Published in JAMA Network on 11 May 2026
Key Points
Question Is there a potential benefit associated with the use of glucagon-like peptide-1 receptor agonists (GLP-1 RAs) in female breast cancer survival and cancer recurrence among patients with obesity or with type 2 diabetes (T2D)?
Findings In this cohort study using propensity score–matched data from 841 831 patients with breast cancer, GLP-1 RA use vs non-use was significantly associated with improved survival and reduced recurrence among patients with obesity. Similar benefits were seen among patients with T2D when compared with other antidiabetic medications.
Meaning This study suggests that GLP-1 RAs may offer protective benefits beyond glycaemic and weight control, potentially improving survival and recurrence risk in some female patients with breast cancer.
Abstract
Importance
Patients with breast cancer (BC) with comorbid obesity or type 2 diabetes (T2D) experience poorer survival. Glucagon-like peptide-1 receptor agonists (GLP-1 RAs) are approved to treat these comorbidities; however, their associations with BC survival and recurrence remain unclear.
Objective
To evaluate the association between GLP-1 RA use and 10-year all-cause mortality and recurrence-free survival (RFS) over the 10-year follow-up period, as well as 5- and 10-year all-cause mortality and RFS probabilities among patients with BC.
Design, Setting, and Participants
This retrospective cohort study used TriNetX US Collaborative Network data from women (≥18 years) with BC from 68 health care organisations who received a diagnosis between April 1, 2006, and April 1, 2023. Propensity score matching balanced characteristics. Data were analysed between September 16 and October 3, 2025.
Exposures
GLP-1 RA use (≥2 prescriptions) during the 6 months before and any time after the index diagnosis; nonuse (0 entries).

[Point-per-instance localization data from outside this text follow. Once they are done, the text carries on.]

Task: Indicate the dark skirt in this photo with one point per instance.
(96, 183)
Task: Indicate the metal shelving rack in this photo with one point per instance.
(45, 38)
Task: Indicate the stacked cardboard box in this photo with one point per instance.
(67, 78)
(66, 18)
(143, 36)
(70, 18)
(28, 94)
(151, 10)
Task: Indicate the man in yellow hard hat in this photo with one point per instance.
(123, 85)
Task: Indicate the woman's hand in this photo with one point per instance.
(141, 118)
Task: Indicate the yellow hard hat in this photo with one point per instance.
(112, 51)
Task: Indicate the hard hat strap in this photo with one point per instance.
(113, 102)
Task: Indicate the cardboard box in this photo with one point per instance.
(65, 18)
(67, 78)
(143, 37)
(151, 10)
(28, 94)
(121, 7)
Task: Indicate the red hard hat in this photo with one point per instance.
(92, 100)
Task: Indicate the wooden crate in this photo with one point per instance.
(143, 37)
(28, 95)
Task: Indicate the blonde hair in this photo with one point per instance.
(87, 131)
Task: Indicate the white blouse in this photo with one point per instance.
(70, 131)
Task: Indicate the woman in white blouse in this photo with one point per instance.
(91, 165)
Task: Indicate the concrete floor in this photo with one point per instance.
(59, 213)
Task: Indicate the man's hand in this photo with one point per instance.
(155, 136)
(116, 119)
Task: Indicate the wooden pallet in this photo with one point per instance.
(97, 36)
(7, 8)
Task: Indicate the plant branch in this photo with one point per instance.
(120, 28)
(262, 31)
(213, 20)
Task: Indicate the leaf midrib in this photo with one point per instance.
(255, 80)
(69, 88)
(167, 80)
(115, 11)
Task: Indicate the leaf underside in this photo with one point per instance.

Main Outcomes and Measures
The primary outcome was all-cause mortality, and the secondary outcome was RFS. Cox proportional hazards regression model–estimated hazard ratios (HRs) were restricted to 10 years. Kaplan-Meier estimators were used to calculate 5- and 10-year all-cause mortality and RFS probabilities. Prespecified subgroup (postmenopausal) and landmark (6- and 12-month) analyses were conducted.
Results
The study comprised 841 831 eligible patients with BC (mean [SD] age, 69.1 [12.2] years). After exclusions and 1:1 propensity score matching, 3 cohorts were identified: 1610 patients for GLP-1 RA use vs nonuse (patients with obesity [body mass index ≥30]), 2323 patients for GLP-1 RA use vs insulin or metformin (patients with T2D), and 4052 patients for GLP-1 RA use vs sodium-glucose cotransporter 2 inhibitors (patients with T2D). Among patients with obesity, GLP-1 RAs were associated with lower hazard of all-cause mortality (HR, 0.35; 95% CI, 0.21-0.58; P < .001) and RFS (HR, 0.44; 95% CI, 0.30-0.64; P < .001) over a 10-year follow-up period. Among patients with T2D, GLP-1 RAs vs insulin or metformin were associated with lower hazard of all-cause mortality (HR, 0.09; 95% CI, 0.06-0.15; P < .001) and RFS (HR, 0.33; 95% CI, 0.21-0.50; P < .001). No significant differences were observed between GLP-1 RA and sodium-glucose cotransporter 2 inhibitor groups. Subgroup and landmark analyses yielded similar findings.
Conclusions and Relevance
In this cohort study of patients with BC, findings suggested a potential association between GLP-1 RA use and improved outcomes among patients with BC who have obesity and related metabolic conditions. These findings support further evaluation of GLP-1 RA therapy in randomised clinical trials.
Medscape article – ‘Too Good to Be True?’ GLP-1s and Breast Cancer Survival (Open access)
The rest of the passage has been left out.